Around a third of these companies – about 600 in all – paid no company tax in 2014/15.
Fujifilm is the only large photo industry company which paid ‘zero or less’ tax in 2014/15. It’s total income was $173 million while its taxable income was a paltry $537,000. It didn’t pay tax in 2013/14 neither, according to the government figures.
Following Fujifilm, the least tax paid by a photographic company was Canon, which had a total income at $780 million, a taxable income of $41.4 million and a tax contribution of a mere $1.26 million. In 2013/14 Canon paid zero or less tax, according to the ATO report, on taxable income of over $40 million.
Canon is now a retail competitor with camera stores via its heavily-promoted Canon Store, of pro shops with its Sun Studios outlets in Sydney and Melbourne, and photo printing businesses with its Photo Pico business. This ability to avoid paying company tax in Australia gives it a clear competitive advantage against other retailers (aka customers), such as Ted’s Cameras and Camera House, who pay company tax at or around the 30 cents in the dollar company tax rate.
Canon distinguishes itself from other companies with its adoption of a corporate philosophy it calls kyosei – which it translates as ‘living and working together for the common good’.

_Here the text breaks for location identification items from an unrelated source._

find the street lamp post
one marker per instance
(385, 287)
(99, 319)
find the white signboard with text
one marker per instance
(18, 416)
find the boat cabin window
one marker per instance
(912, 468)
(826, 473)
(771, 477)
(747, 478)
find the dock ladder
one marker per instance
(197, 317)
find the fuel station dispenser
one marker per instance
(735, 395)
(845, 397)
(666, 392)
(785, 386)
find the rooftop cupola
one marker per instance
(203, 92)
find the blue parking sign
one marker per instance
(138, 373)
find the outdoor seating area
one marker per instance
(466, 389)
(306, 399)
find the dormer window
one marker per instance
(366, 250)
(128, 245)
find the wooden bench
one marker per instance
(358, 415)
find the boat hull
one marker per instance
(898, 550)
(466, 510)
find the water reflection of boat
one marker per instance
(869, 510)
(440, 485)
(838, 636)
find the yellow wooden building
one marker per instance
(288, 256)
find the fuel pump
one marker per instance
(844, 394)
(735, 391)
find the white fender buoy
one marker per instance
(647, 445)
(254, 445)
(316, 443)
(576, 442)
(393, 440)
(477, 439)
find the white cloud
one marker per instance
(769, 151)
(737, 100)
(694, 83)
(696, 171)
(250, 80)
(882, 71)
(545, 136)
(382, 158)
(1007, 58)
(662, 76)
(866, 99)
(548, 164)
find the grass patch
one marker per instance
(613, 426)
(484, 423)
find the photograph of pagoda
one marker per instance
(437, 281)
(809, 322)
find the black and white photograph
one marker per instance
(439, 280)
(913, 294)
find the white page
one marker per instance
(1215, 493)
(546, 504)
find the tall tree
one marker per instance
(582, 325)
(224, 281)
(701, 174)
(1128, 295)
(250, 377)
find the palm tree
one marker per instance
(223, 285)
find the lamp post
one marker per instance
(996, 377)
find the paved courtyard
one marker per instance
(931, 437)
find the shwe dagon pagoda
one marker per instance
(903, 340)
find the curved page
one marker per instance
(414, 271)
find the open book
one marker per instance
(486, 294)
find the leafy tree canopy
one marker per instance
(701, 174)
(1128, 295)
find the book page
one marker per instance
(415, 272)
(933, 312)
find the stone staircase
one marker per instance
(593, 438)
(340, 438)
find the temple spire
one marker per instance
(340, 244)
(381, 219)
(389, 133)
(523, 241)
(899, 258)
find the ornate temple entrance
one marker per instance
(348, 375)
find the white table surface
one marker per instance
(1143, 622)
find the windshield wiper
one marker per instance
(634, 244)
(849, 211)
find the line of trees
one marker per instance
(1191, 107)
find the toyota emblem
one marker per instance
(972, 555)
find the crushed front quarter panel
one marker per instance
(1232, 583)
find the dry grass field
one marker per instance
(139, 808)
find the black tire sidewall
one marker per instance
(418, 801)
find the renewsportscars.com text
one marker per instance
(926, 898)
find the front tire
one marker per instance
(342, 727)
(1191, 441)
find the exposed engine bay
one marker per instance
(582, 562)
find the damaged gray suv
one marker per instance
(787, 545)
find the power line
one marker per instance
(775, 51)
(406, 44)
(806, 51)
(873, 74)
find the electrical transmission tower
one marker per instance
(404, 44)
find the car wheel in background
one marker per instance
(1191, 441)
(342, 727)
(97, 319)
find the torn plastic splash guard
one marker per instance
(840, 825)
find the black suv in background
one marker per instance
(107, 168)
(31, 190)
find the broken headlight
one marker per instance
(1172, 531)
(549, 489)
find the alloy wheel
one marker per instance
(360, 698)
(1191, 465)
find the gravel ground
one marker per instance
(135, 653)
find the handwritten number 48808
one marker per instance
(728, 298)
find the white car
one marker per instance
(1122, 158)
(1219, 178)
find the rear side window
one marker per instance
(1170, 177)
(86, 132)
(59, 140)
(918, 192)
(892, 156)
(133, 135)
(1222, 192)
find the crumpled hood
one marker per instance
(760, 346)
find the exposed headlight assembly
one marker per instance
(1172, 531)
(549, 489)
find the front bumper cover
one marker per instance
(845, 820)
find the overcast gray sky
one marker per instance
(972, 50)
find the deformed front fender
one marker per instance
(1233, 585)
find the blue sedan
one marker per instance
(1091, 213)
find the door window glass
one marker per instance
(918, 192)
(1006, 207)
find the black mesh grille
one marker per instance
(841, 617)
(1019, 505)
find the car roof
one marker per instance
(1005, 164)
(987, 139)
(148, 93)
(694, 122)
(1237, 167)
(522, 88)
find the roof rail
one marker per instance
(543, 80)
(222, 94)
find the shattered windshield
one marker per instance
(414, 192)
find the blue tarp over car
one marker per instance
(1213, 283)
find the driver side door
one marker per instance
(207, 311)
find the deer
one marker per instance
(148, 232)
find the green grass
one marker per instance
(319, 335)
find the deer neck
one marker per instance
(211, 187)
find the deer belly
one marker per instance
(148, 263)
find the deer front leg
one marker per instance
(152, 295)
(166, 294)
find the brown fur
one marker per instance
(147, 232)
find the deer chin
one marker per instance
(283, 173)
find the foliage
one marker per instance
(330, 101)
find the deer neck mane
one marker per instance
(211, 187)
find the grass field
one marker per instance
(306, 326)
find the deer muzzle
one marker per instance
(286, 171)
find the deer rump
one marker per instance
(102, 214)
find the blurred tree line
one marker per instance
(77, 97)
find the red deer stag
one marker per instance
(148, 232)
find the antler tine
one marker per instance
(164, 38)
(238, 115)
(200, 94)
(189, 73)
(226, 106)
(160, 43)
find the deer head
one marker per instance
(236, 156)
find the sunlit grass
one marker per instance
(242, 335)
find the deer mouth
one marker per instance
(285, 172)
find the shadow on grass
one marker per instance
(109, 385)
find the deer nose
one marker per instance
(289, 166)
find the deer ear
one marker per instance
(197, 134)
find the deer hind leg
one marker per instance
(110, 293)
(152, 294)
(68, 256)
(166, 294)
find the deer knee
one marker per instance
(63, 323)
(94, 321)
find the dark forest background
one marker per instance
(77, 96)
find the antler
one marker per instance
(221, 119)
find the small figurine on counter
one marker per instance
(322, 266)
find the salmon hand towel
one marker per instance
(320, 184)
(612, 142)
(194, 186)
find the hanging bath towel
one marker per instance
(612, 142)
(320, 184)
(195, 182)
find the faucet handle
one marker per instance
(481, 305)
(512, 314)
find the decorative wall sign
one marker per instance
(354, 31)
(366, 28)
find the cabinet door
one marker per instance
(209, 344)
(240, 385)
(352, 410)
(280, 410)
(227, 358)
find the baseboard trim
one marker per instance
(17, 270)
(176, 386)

It seems paying company tax in Australia is excluded from Canon’s definition of ‘the common good’!
Its competitors in camera distribution (as opposed to retail) all seem to be paying their way, even though their operating margins are generally little better than bank deposit interest rates! So for instance, Nikon had total income of $134.4 million, taxable income of $9.9 million, and paid $2.9 million in tax. Olympus had $190.4 million total income, $4.6 million in taxable income and paid $1.4 million tax. Sony only managed $6.56 million in taxable income from total income of $1.12 billion, and paid $1.25 million in tax.
Surveying the ATO figures, one surprising stand-out is Black Magic Design. This Melbourne-based designer and manufacturer of broadcast-quality video cameras, software and workstations had total income of $216 million, a handsome taxable income of $38 million and paid $3.5 million in company tax. These incomes are primarily generated from operations in the US, Europe and Asian markets.